Irene não era mulher de sentir frio, gostava do arrepio e do leve tremor. Apreciava andar pelas ruas, olhando de soslaio para os lados, procurando alguma coisa, farejando sempre um algo ou alguém. Mas sempre o fazia de maneira discreta para evitar o falatório das vizinhas tagarelas. Mas naquela noite, ela pouco se importou. Sentia uma urgência de sair, naquela madrugada que quase lamentava o seu nome.
No entanto, foi só pisar na calçada e começar a caminhar para que os olhares se voltassem para ela, tão pouco casta, tão pouco puta. Mas gostava. Mordeu os lábios num meio sorriso e continuou andando.

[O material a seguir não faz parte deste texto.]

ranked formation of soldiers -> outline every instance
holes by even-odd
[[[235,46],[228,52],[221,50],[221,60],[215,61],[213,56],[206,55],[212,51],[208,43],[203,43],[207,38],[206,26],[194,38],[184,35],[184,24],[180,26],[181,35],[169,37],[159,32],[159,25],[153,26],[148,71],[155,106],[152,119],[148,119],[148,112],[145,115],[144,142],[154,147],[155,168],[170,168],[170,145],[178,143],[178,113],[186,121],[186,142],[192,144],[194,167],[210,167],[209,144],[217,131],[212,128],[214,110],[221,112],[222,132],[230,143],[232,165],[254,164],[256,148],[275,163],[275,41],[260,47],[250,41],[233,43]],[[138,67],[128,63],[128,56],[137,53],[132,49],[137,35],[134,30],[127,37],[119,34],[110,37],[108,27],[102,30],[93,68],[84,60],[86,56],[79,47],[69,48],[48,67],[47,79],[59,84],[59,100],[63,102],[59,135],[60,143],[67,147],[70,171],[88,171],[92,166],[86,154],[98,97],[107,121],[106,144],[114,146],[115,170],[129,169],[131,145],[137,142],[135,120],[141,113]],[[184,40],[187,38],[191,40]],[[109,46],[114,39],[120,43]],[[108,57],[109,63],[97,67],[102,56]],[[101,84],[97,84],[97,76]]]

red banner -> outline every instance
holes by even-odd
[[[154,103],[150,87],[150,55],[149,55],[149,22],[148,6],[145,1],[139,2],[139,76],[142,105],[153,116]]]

Também não ajudava o fato da saia ser rodada e leve. As flores cor de lilás estampadas no verde do capim, estavam loucas para pular feito confetes e serpentinas pelo céu. Então, bastava Irene se virar para olhar novamente uma vitrine para que a saia subisse e revelasse – quase, não muito, muito pouco – um pedaço de si. E só esse vislumbre bastava para que o homem na volta de seu nobre trabalho enlouquecesse e perdesse seu rumo tão certo, tão distinto.

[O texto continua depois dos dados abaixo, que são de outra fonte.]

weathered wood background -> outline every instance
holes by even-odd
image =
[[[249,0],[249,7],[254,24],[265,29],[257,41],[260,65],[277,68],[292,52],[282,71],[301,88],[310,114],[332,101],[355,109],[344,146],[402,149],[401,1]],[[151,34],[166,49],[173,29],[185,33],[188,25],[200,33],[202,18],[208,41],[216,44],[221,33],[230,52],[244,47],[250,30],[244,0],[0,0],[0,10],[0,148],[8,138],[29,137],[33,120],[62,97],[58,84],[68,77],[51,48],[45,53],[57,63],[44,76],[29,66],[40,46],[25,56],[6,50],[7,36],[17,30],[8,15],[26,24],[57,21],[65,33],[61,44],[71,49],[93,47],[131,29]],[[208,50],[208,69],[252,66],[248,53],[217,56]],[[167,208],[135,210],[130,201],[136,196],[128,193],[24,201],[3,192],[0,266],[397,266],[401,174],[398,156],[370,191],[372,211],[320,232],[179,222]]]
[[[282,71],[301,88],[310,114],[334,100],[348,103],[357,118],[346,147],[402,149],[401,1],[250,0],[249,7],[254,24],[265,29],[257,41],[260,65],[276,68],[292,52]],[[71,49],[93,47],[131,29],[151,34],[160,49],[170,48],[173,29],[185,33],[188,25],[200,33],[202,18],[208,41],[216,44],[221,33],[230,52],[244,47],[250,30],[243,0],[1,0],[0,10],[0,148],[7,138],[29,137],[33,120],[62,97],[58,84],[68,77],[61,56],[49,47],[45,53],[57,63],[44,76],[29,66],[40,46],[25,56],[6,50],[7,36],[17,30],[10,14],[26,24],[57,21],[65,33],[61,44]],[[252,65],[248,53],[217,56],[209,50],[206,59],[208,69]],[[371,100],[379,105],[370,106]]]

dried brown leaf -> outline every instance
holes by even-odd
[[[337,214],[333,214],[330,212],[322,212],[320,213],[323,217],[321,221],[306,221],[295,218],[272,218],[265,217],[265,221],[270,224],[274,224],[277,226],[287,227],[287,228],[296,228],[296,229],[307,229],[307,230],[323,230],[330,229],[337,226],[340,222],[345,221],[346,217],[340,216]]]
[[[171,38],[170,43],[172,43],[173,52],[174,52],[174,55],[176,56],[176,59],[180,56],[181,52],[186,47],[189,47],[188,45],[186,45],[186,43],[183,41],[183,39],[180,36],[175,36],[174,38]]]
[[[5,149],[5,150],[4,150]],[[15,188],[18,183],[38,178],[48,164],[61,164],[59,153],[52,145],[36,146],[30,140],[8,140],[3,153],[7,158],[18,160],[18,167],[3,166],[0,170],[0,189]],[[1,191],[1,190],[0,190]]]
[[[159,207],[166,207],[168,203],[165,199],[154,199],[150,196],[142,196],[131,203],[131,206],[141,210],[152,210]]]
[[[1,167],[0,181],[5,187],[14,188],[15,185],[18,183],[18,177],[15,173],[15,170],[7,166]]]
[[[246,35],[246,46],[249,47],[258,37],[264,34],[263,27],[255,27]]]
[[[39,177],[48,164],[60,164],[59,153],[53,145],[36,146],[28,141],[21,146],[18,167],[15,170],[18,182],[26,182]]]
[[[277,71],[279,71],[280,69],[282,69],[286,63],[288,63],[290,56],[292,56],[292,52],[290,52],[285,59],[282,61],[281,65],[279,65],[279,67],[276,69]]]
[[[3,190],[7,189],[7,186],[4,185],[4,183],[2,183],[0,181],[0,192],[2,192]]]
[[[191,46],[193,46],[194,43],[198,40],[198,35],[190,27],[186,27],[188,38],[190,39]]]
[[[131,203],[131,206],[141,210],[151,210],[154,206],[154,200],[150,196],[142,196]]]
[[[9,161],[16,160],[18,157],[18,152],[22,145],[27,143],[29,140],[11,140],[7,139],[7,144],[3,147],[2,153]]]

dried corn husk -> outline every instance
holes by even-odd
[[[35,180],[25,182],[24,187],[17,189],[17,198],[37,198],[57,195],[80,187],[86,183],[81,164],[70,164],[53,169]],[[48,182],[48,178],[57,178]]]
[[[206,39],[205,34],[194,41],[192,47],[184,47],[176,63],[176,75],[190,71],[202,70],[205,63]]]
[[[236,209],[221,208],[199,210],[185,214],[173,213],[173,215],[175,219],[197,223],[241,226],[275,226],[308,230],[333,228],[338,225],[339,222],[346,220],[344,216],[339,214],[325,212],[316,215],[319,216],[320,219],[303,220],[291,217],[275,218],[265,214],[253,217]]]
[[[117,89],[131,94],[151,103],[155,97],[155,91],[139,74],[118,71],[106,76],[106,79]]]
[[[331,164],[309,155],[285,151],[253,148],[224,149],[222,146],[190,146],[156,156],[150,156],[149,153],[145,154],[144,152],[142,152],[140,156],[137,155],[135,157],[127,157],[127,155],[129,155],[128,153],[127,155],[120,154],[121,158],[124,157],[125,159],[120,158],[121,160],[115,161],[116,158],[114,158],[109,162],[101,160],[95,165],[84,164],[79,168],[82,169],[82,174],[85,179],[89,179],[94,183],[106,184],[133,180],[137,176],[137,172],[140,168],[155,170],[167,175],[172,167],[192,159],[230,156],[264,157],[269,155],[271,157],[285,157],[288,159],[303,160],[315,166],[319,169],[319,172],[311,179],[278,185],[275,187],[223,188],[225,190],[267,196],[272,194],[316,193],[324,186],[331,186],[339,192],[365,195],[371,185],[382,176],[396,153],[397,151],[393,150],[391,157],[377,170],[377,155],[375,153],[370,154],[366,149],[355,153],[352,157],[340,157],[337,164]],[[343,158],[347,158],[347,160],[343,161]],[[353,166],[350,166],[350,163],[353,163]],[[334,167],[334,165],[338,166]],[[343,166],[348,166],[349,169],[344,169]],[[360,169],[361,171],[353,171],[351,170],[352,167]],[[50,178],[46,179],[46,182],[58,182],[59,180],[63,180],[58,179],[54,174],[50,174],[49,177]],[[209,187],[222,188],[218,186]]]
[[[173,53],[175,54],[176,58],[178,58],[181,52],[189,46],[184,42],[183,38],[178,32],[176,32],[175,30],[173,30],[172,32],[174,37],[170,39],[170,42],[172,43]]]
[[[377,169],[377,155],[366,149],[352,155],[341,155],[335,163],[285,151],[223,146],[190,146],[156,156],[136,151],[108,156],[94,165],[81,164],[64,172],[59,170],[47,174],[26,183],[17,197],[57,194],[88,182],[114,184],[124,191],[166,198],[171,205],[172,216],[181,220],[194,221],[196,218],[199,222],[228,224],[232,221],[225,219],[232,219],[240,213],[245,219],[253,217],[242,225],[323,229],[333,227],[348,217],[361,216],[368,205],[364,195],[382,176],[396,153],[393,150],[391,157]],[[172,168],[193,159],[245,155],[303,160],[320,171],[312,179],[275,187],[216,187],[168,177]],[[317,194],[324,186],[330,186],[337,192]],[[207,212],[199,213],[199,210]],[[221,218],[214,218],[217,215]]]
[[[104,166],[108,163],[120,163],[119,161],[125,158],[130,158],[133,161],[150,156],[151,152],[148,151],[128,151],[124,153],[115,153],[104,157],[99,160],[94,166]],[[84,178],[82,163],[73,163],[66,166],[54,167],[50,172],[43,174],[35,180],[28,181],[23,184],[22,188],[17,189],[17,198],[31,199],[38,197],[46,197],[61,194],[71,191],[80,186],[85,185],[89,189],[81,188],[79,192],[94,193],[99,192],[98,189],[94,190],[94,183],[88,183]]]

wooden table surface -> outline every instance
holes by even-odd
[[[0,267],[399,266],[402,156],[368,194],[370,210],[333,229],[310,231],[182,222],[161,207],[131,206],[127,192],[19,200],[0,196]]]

E ela gostava de distinção. Tinha de ser reto [ereto], direto, sério e robusto. Gostava de loção pós-barba, cabelo alinhado, terno bem cortado. Perseguia olhares que não a devorassem, mas que a desnudassem aos poucos, como quem despedaça uma flor enquanto lê um poema. Mas acima de todas essas coisas, prezava mais do que tudo a mão forte e decidida. Grande o suficiente para dar a volta em sua cintura. Grande o bastante para não permitir sua fuga sempre certa.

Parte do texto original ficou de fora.